Rapid transit station in Bilbao, Basque Country, Spain

San Ignazio (until 2017, San Inazio) is a station on Lines 1 and 2 of the Bilbao Metro. It is located in the San Ignazio-Elorrieta neighbourhood, part of the Deusto district. The station is near the San Ignazio Sports Center and the Elorrieta football field. It was opened on 11 November 1995.

==Station layout==
San Ignazio is the only one of the underground stations in the metro to have three tracks and an island platform. The station is bigger due to it being the last of the shared section between lines 1 and 2 northbound, with each line splitting into a different tunnel after the station. Also, unlike the other underground stations within the city, it does not have the typical cavern-shaped layout.

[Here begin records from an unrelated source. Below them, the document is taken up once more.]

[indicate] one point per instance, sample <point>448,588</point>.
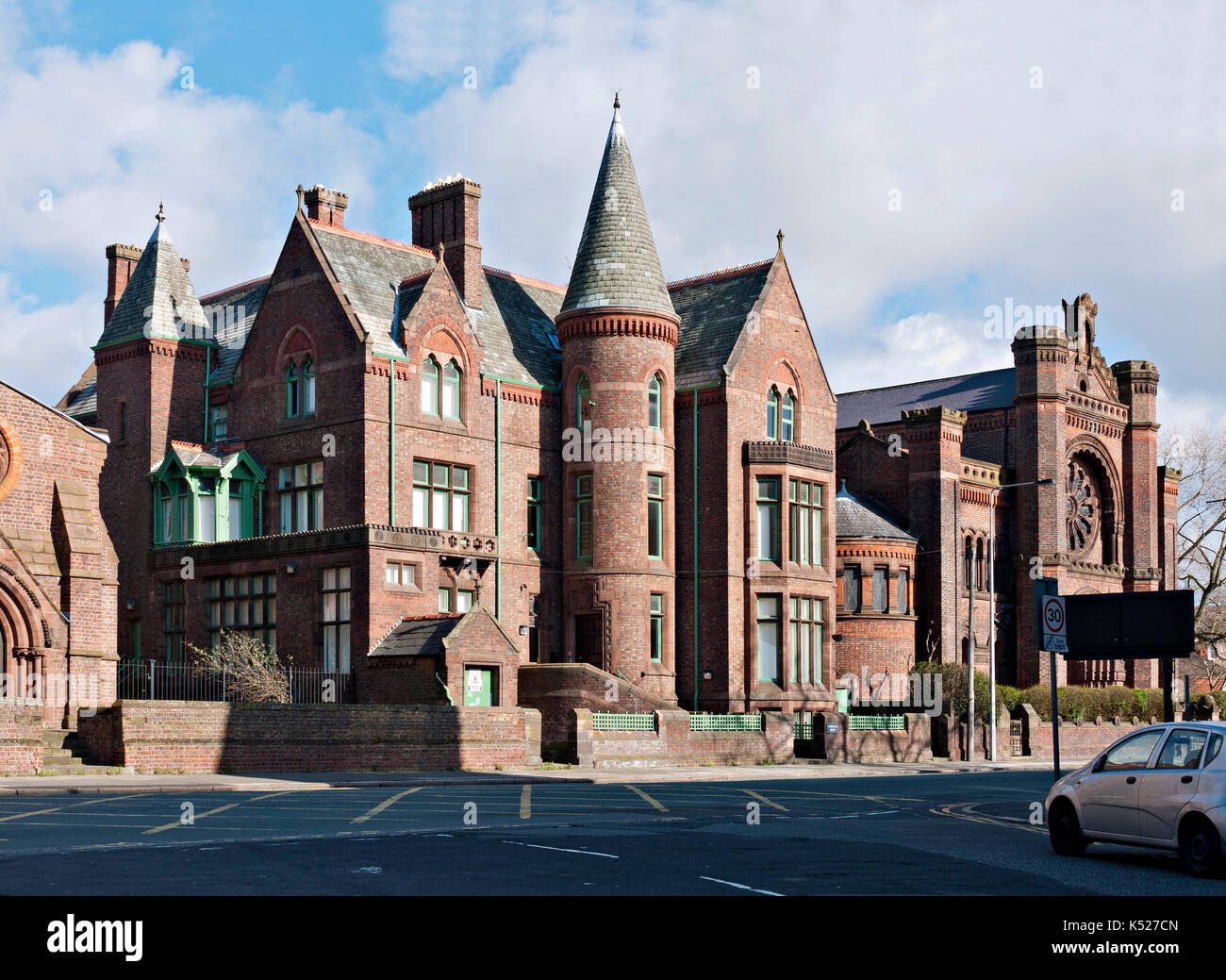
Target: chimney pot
<point>326,207</point>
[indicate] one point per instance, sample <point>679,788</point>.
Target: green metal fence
<point>726,723</point>
<point>877,723</point>
<point>617,722</point>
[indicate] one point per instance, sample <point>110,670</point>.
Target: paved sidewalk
<point>265,781</point>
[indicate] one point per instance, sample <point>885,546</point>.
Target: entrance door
<point>478,687</point>
<point>588,640</point>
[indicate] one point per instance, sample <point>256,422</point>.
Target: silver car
<point>1161,787</point>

It was designed by Norman Foster.

===Access===
- 162 Lehendakari Agirre St. (Lekeitio exit, closed during night time services)
- 167 Lehendakari Agirre St. (Benita Asas exit, closed during night time services)
- 179 Lehendakari Agirre St. (Asturias exit)
- 2 Levante Plaza (Levante exit)
- 170 Lehendakari Agirre St. (Levante exit)

==Services==
The station is served by Line 1 from Etxebarri to Ibarbengoa and Plentzia, and by Line 2 from Basauri to Kabiezes. The station is also served by local Bilbobus and regional Bizkaibus bus services.